FedAvg#

class FedAvg(data_manager, metric_logger, num_clients, sample_scheme, sample_rate, model_def, epochs, criterion_def, optimizer_def=functools.partial(<class 'torch.optim.sgd.SGD'>, lr=1.0), local_optimizer_def=functools.partial(<class 'torch.optim.sgd.SGD'>, lr=0.1), lr_scheduler_def=None, local_lr_scheduler_def=None, r2r_local_lr_scheduler_def=None, batch_size=32, test_batch_size=64, device='cpu', *args, **kwargs)[source]#

Implements FedAvg algorithm for centralized FL. For further details regarding the algorithm we refer to Communication-Efficient Learning of Deep Networks from Decentralized Data.

Parameters

data_manager (distributed.data_management.DataManager) -- data manager
metric_logger (logall.Logger) -- metric logger for tracking.
num_clients (int) -- number of clients
sample_scheme (str) -- mode of sampling clients. Options are 'uniform' and 'sequential'
sample_rate (float) -- rate of sampling clients
model_def (torch.Module) -- definition of for constructing the model
epochs (int) -- number of local epochs
criterion_def (Callable) -- loss function defining local objective
optimizer_def (Callable) -- derfintion of server optimizer
local_optimizer_def (Callable) -- defintoin of local optimizer
lr_scheduler_def (Callable) -- definition of lr scheduler of server optimizer.
local_lr_scheduler_def (Callable) -- definition of lr scheduler of local optimizer
r2r_local_lr_scheduler_def (Callable) -- definition to schedule lr that is delivered to the clients at each round (deterimined init lr of the client optimizer)
batch_size (int) -- batch size of the local trianing
test_batch_size (int) -- inference time batch size
device (str) -- cpu, cuda, or gpu number

Note

definition of

learning rate schedulers, could be any of the ones defined at
torch.optim.lr_scheduler or any other that implements step and get_last_lr methods._schedulers``.
optimizers, could be any torch.optim.Optimizer.
model, could be any torch.Module.
criterion, could be any fedsim.scores.Score.

deploy()[source]#

return Mapping of name -> parameters_set to test the model

Parameters: server_storage (Storage) -- server storage object.

init()[source]#

this method is executed only once at the time of instantiating the algorithm object. Here you define your model and whatever needed during the training. Remember to write the outcome of your processing to server_storage for access in other methods.

Note

*args and **kwargs are directly passed through from algorithm constructor.

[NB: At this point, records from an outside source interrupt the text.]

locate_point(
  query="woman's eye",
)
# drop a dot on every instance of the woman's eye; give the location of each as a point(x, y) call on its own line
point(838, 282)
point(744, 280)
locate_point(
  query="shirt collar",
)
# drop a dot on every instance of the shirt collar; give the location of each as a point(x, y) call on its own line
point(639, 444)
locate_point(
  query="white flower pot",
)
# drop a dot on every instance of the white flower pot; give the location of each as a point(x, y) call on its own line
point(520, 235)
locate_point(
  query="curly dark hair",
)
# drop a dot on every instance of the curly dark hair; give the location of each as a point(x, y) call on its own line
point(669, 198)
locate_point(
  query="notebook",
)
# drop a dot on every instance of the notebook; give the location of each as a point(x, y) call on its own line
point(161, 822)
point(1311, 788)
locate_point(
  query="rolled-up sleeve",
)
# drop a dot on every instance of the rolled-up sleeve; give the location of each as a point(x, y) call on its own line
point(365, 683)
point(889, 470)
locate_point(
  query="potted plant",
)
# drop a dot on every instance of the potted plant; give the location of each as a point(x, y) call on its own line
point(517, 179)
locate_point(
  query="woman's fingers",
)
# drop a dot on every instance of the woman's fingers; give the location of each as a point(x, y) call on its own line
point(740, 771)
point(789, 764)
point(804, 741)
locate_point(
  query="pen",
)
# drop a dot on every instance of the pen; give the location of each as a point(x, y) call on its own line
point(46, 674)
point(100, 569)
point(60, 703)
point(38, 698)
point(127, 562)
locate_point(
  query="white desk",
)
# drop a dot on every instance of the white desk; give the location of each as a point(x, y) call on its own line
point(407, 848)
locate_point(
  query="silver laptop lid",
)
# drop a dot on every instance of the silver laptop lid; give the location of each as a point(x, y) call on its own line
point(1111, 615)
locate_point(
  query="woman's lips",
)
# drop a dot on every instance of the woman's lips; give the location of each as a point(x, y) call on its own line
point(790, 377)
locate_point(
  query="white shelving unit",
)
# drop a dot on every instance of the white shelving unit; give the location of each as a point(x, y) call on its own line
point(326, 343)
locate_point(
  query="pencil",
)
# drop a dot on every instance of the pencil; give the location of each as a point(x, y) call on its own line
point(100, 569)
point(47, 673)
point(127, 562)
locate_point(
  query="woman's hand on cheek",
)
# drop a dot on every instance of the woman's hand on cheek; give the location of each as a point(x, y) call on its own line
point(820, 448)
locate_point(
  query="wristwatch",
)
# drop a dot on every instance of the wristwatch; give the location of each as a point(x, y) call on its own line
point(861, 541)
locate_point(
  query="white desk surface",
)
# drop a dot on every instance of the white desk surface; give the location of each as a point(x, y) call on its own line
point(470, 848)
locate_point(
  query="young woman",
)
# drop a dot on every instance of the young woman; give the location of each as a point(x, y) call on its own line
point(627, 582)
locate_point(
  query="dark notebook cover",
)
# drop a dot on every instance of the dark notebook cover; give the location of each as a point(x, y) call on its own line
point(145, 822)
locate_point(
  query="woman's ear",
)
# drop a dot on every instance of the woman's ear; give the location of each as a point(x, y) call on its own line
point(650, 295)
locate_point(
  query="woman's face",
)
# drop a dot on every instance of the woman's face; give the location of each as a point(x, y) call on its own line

Parameters: server_storage (Storage) -- server storage object

optimize(serial_aggregator, appendix_aggregator)[source]#

optimize server mdoel(s) and return scores to be reported

Parameters

server_storage (Storage) -- server storage object.
serial_aggregator (SerialAggregator) -- serial aggregator instance of current round.
appendix_aggregator (AppendixAggregator) -- appendix aggregator instance of current round.

Raises

NotImplementedError -- abstract class to be implemented by child

Returns

Mapping[Hashable, Any] -- context to be reported

receive_from_client(client_id, client_msg, train_split_name, serial_aggregator, appendix_aggregator)[source]#

receive and aggregate info from selected clients

Parameters

server_storage (Storage) -- server storage object.
client_id (int) -- id of the sender (client)
client_msg (Mapping[Hashable, Any]) -- client context that is sent.
train_split_name (str) -- name of the training split on clients.
aggregator (SerialAggregator) -- aggregator instance to collect info.

Returns

bool -- success of the aggregation.

Raises

NotImplementedError -- abstract class to be implemented by child

report(dataloaders, rounds, scores, metric_logger, device, optimize_reports, deployment_points=None)[source]#

test on global data and report info. If a flatten dict of str:Union[int,float] is returned from this function the content is automatically logged using the metric logger (e.g., logall.TensorboardLogger). metric_logger is also passed as an input argument for extra logging operations (non scalar).

Parameters

server_storage (Storage) -- server storage object.
dataloaders (Any) -- dict of data loaders to test the global model(s)
round_scores (Dict[str, Dict[str, fedsim.scores.Score]]) -- dictionary of form {'split_name':{'score_name': score_def}} for global scores to evaluate at the current round.
metric_logger (Any, optional) -- the logging object (e.g., logall.TensorboardLogger)
device (str) -- 'cuda', 'cpu' or gpu number
optimize_reports (Mapping[Hashable, Any]) -- dict returned by optimzier
deployment_points (Mapping[Hashable, torch.Tensor], optional) -- output of deploy method

Raises

NotImplementedError -- abstract class to be implemented by child

send_to_client(client_id)[source]#

returns context to send to the client corresponding to client_id.

Warning

Do not send shared objects like server model if you made any before you deepcopy it.

Parameters

server_storage (Storage) -- server storage object.
client_id (int) -- id of the receiving client

Raises

NotImplementedError -- abstract class to be implemented by child

Returns

Mapping[Hashable, Any] -- the context to be sent in form of a Mapping

send_to_server(rounds, storage, datasets, train_split_name, scores, epochs, criterion, train_batch_size, inference_batch_size, optimizer_def, lr_scheduler_def=None, device='cuda', ctx=None, step_closure=None)[source]#

client operation on the recieved information.

Parameters

id (int) -- id of the client
rounds (int) -- global round number
storage (Storage) -- storage object of the client
datasets (Dict[str, Iterable]) -- this comes from Data Manager
train_split_name (str) -- string containing name of the training split
scores -- Dict[str, Dict[str, Score]]: dictionary of form {'split_name':{'score_name': Score}} for global scores to evaluate at the current round.
epochs (int) -- number of epochs to train
criterion (Score) -- citerion, should be a differentiable fedsim.scores.score
train_batch_size (int) -- training batch_size
inference_batch_size (int) -- inference batch_size
optimizer_def (float) -- class for constructing the local optimizer
lr_scheduler_def (float) -- class for constructing the local lr scheduler
device (Union[int, str], optional) -- Defaults to 'cuda'.
ctx (Optional[Dict[Hashable, Any]], optional) -- context reveived.

Returns

Mapping[str, Any] -- client context to be sent to the server